Xaprb

Stay curious!

Archive for the ‘PostgreSQL’ Category

When systems scale better than linearly

with 5 comments

I’ve been seeing a few occasions where Neil J. Gunther’s Universal Scalability Law doesn’t seem to model all of the important factors in a system as it scales. Models are only models, and they’re not the whole truth, so they never match reality perfectly. But there appear to be a small number of cases where systems can actually scale a bit better than linearly over a portion of the domain, due to what I’ve been calling an “economy of scale.” I believe that the Universal Scalability Law might need a third factor (seriality, coherency, and the new factor, economy of scale). I don’t think that the results I’m seeing can be modeled adequately with only two parameters.

Here are two publicly available cases that appear to demonstrate this phenomenon: Robert Haas’s recent blog post on PostgreSQL, titled Scalability, in Graphical Form, Analyzed and Mikael Ronstrom’s post from May on MySQL (NDB) Cluster, titled Better than Linear Scaling is Possible.

Dr. Ronstrom’s post discusses the mechanics of the phenomenon, and speculates (I’m not sure it’s conclusive) that it is from a combination of partitioning and better use of CPU caches. Now someone needs to do the math to figure out how to include this factor into the equation.

The good thing about the Universal Scalability Law is how simple and applicable it is for many systems.
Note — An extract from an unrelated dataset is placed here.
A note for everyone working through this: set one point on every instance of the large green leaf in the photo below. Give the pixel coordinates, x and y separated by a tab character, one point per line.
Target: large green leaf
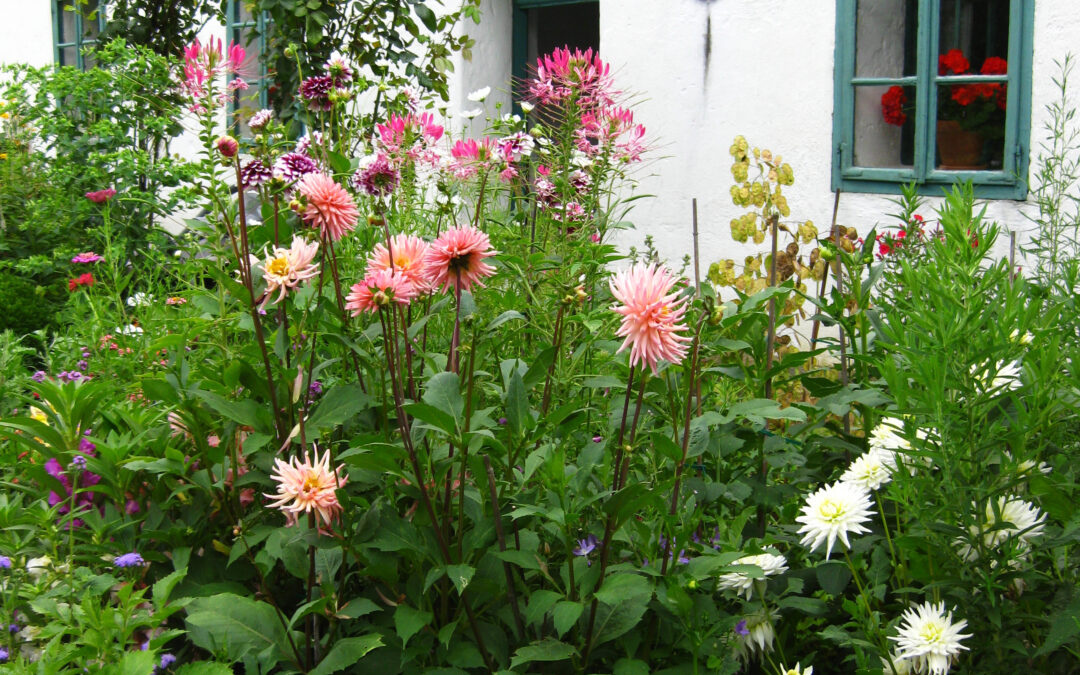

It’s nice that this economy-of-scale factor seems to be unusual and the simpler model remains easy to apply for a large variety of tasks.

Written by Baron Schwartz

October 6th, 2011 at 10:33 pm

Fundamental performance and scalability instrumentation

without comments

This post is a followup to some promises I made at Postgres Open.

Instrumentation can be a lot of work to add to a server, and it can add overhead to the server too. The bits of instrumentation I’ll advocate in this post are few and trivial, but disproportionately powerful.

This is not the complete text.